Kistik fibroz, solunum sisteminin ciddi yetmezliğine ve ayrıca sindirim sisteminin işlev bozukluğuna yol açan bezlere verilen hasar ile karakterizedir. İlk belirtiler bebeklerde görülür. İyi bir iştaha rağmen paroksismal öksürük, viskoz tükürük, kuru mukoza ve kilo alma eksikliği ile kendini gösterirler.

Larenjit ve farenjit

Neden boğazı ağrıyor ve öksürmek istiyor? Çoğu durumda, orofarenks ve gırtlaktaki iltihaplanma, kuruluk, terleme ve kuru öksürüğün nedenidir.

  • kronik larenjit, akut bir enflamatuar sürecin bir sonucu olarak ve ayrıca tahriş edici bir çevresel faktöre, örneğin toz, sigara veya soğuk, kuru havaya uzun süre maruz kalmanın bir sonucu olarak gözlenir. Şarkıcılar ve spikerler, özellikle vokal aparatı sürekli olarak kışkırtıcı bir faktörden etkilenen larenjitten muzdariptir. Ağız kuruluğu, atrofik larenjit tipinin özelliğidir. Ayrıca, bir kişi ses kısıklığı, boğaz ağrısı ve öksürük konusunda endişelenir. Enflamatuar sürecin alevlenmesi ile semptomlar yoğunlaşır, öksürürken balgam ortaya çıkar ve ateş de mümkündür. Laringoskopi ile, yüzeyinde viskoz bir kıvam ve kabuk mukus bulunan larinksin kuru inceltilmiş mukoza zarı görselleştirilir.
  • atrofik farenjit, uzun süreli kronik farenjit sonucu gelişir. Predispozan faktörler arasında, nazofarenks (sinüzit), metabolik bozukluklar, çürükler, sigara içimi, kirli havası olan bir bölgede yaşama ve vazokonstriktör etkisi olan burun damlalarının sık kullanımındaki enflamatuar süreçleri vurgulamaya değer. Semptomatik olarak, kronik atrofik farenjit, ağrı, kuruluk, yumru hissi, öksürüğe neden olan ve yutulduğunda ağrı ile kendini gösterir. Faringoskopide incelme, kuruluk ve mukozal atrofi görülür. Lenfoid dokunun bağ dokusuna dönüşmesi, bez sayısında azalmaya yol açar. Arka faringeal duvar kalın mukus ve kabuklarla kaplıdır. Mukoza zarı, görünür kan damarlarıyla birlikte solgun, vernikli bir görünüm alır.
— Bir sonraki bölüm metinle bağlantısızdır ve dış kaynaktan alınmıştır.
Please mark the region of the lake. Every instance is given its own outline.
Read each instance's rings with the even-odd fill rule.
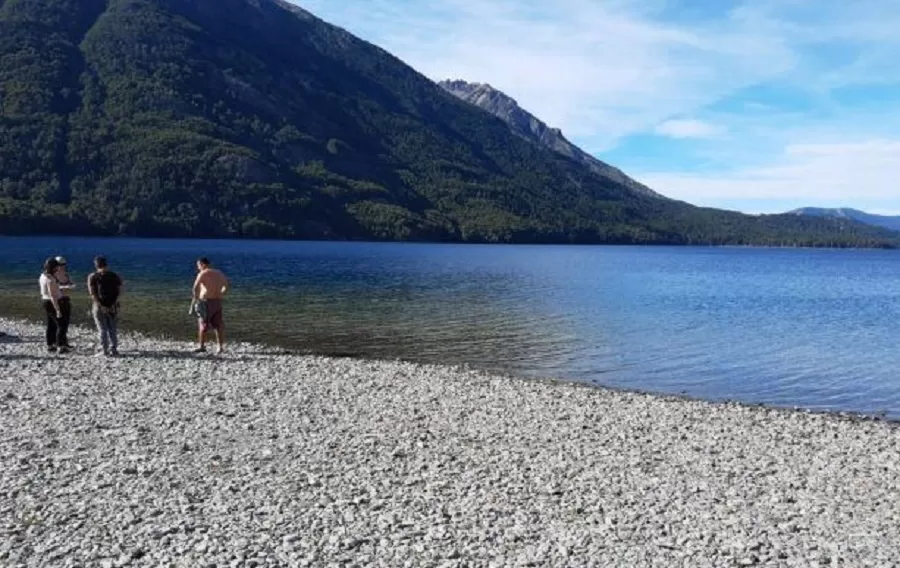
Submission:
[[[0,313],[40,317],[61,254],[86,321],[98,253],[125,328],[190,337],[205,255],[234,340],[900,418],[898,251],[10,237]]]

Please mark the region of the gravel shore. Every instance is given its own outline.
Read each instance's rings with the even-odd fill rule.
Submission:
[[[0,330],[0,566],[900,566],[897,424]]]

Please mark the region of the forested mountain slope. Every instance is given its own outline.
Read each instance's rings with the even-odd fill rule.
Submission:
[[[897,242],[636,195],[277,0],[0,0],[0,233]]]

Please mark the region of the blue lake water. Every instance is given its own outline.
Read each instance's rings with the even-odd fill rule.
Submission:
[[[900,418],[895,251],[0,238],[0,302],[51,253],[108,255],[144,327],[190,331],[207,255],[235,339]]]

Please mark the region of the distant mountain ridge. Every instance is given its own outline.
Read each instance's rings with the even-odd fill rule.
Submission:
[[[591,171],[620,183],[640,195],[664,198],[646,185],[628,177],[622,170],[591,156],[563,136],[559,128],[544,123],[519,106],[516,100],[487,83],[469,83],[462,79],[438,82],[444,90],[480,107],[506,122],[519,136],[535,142],[587,166]]]
[[[801,207],[788,211],[791,215],[808,215],[811,217],[833,217],[839,219],[852,219],[867,225],[882,227],[891,231],[900,231],[900,215],[875,215],[874,213],[866,213],[859,209],[851,209],[849,207],[839,208],[823,208],[823,207]]]

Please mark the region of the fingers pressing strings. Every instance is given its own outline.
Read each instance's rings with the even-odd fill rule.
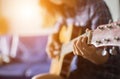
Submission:
[[[84,36],[84,37],[80,37],[79,40],[76,40],[74,42],[73,49],[75,55],[80,55],[83,57],[86,56],[88,57],[91,55],[89,51],[94,51],[94,50],[91,49],[92,46],[89,46],[87,44],[87,41],[88,41],[88,37]]]
[[[87,37],[81,37],[77,43],[77,48],[80,50],[82,56],[88,56]]]
[[[76,46],[77,46],[77,40],[74,42],[74,45],[73,45],[74,55],[81,55],[81,53],[79,53],[80,51]]]
[[[73,48],[74,48],[75,55],[80,55],[80,56],[83,55],[83,51],[81,50],[82,49],[82,46],[81,46],[82,41],[81,40],[82,40],[82,37],[80,37],[79,40],[76,40],[74,42]]]

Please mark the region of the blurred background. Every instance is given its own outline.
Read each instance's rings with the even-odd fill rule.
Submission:
[[[118,20],[120,0],[105,1],[113,20]],[[55,19],[47,17],[39,0],[0,0],[0,55],[4,52],[8,62],[0,65],[0,79],[31,79],[49,71],[51,60],[45,48]],[[6,55],[13,58],[11,63]]]
[[[0,79],[31,79],[49,71],[45,47],[53,28],[42,26],[39,0],[0,0],[0,53],[14,59],[0,65]],[[51,30],[50,30],[51,29]]]

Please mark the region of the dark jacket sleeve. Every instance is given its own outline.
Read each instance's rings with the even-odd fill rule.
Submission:
[[[112,20],[111,13],[106,3],[101,0],[92,5],[91,11],[91,29],[97,28],[97,26],[109,23]]]

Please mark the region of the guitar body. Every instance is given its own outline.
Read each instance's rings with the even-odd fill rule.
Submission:
[[[82,27],[76,26],[63,26],[59,33],[59,40],[61,43],[65,44],[74,39],[75,37],[82,34]],[[70,64],[74,57],[73,52],[62,54],[62,49],[60,51],[60,56],[52,59],[50,73],[56,74],[66,78],[69,75]]]

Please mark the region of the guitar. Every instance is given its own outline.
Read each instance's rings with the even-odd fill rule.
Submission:
[[[83,32],[82,27],[77,27],[77,26],[73,26],[73,25],[70,25],[68,27],[62,26],[62,28],[60,28],[60,31],[59,31],[59,40],[62,44],[68,43],[70,40],[81,35],[82,32]],[[65,55],[65,56],[63,56],[63,58],[61,57],[61,55],[57,56],[56,58],[53,58],[52,62],[51,62],[50,73],[60,75],[60,73],[62,71],[61,70],[62,66],[61,66],[61,62],[59,62],[59,60],[63,59],[64,63],[66,63],[66,65],[67,65],[67,62],[71,62],[73,56],[74,56],[73,53],[70,53],[69,56]]]
[[[65,79],[70,74],[70,65],[73,59],[73,42],[82,36],[88,36],[88,43],[95,47],[120,46],[120,21],[110,24],[100,25],[93,31],[88,31],[83,35],[63,44],[60,57],[56,60],[56,67],[52,67],[50,74],[36,76],[33,79]],[[53,63],[52,63],[53,65]],[[51,65],[51,66],[52,66]]]
[[[120,46],[120,21],[113,22],[110,24],[100,25],[94,31],[89,31],[72,41],[63,44],[61,48],[60,58],[57,60],[59,63],[55,64],[57,67],[54,68],[56,75],[60,75],[63,78],[69,76],[70,64],[74,57],[73,42],[81,36],[88,36],[88,43],[95,45],[95,47],[103,46]]]
[[[120,46],[120,21],[113,22],[110,24],[100,25],[94,31],[88,31],[81,36],[88,36],[88,43],[95,45],[95,47],[106,47],[106,46]],[[60,76],[68,77],[70,64],[66,66],[64,63],[65,56],[69,55],[73,51],[73,42],[81,36],[73,39],[69,43],[63,44],[61,49],[61,72]],[[66,73],[65,73],[66,72]]]

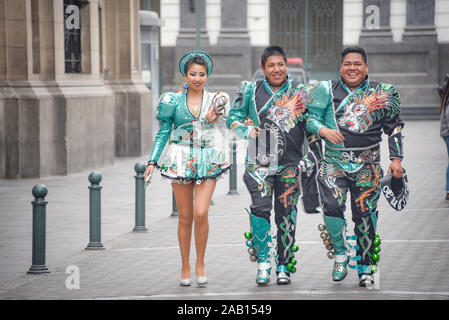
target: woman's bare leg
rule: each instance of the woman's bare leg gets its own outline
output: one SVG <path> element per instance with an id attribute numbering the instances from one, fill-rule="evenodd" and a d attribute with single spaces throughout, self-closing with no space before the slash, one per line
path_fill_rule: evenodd
<path id="1" fill-rule="evenodd" d="M 181 251 L 181 279 L 190 278 L 190 243 L 193 221 L 193 184 L 172 183 L 178 207 L 178 242 Z"/>
<path id="2" fill-rule="evenodd" d="M 196 275 L 205 276 L 204 256 L 209 236 L 209 205 L 214 193 L 216 180 L 211 179 L 195 184 L 195 204 L 193 207 L 193 223 L 195 226 Z"/>

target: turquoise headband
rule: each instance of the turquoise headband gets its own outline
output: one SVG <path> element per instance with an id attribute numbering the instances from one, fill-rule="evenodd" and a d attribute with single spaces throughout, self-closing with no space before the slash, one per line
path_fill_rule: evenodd
<path id="1" fill-rule="evenodd" d="M 181 74 L 184 75 L 184 70 L 185 70 L 187 61 L 189 61 L 190 59 L 193 59 L 194 57 L 200 57 L 204 61 L 206 61 L 207 75 L 209 76 L 212 73 L 212 68 L 214 66 L 212 63 L 212 58 L 206 52 L 199 51 L 199 50 L 187 52 L 181 58 L 181 60 L 179 61 L 179 72 L 181 72 Z"/>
Zulüm, alerjik reaksiyonun bir tezahürü olabilir. Mukoza zarı toz, yün, polen veya kuş tüyü gibi alerjenlerle temas ettiğinde alerji gelişir.

Klinik olarak, kaşıntı, kızarıklık, nefes darlığı, öksürük, lakrimasyon, burun akıntısı ve gırtlak şişmesi gibi semptomlar temelinde patolojik bir durum tanınabilir.

Diğer nedenlerin yanı sıra, bir kişi, örneğin gastroözofageal reflü hastalığı ile yemek borusu yoluyla mide içeriğinin geri akışı nedeniyle bir terleme hissettiğinde, sindirim bozukluğuna dikkat etmek gerekir. Sonuç olarak, mide ekşimesi terleme olarak hissedilebilir.

Etkili tedavi için, başlangıçta ağız boşluğundaki mukoza zarının kuruluğunun nedenini ve boğaz ağrısı görünümünü belirlemek gerekir. Bu amaçla bir doktora danışmanız tavsiye edilir.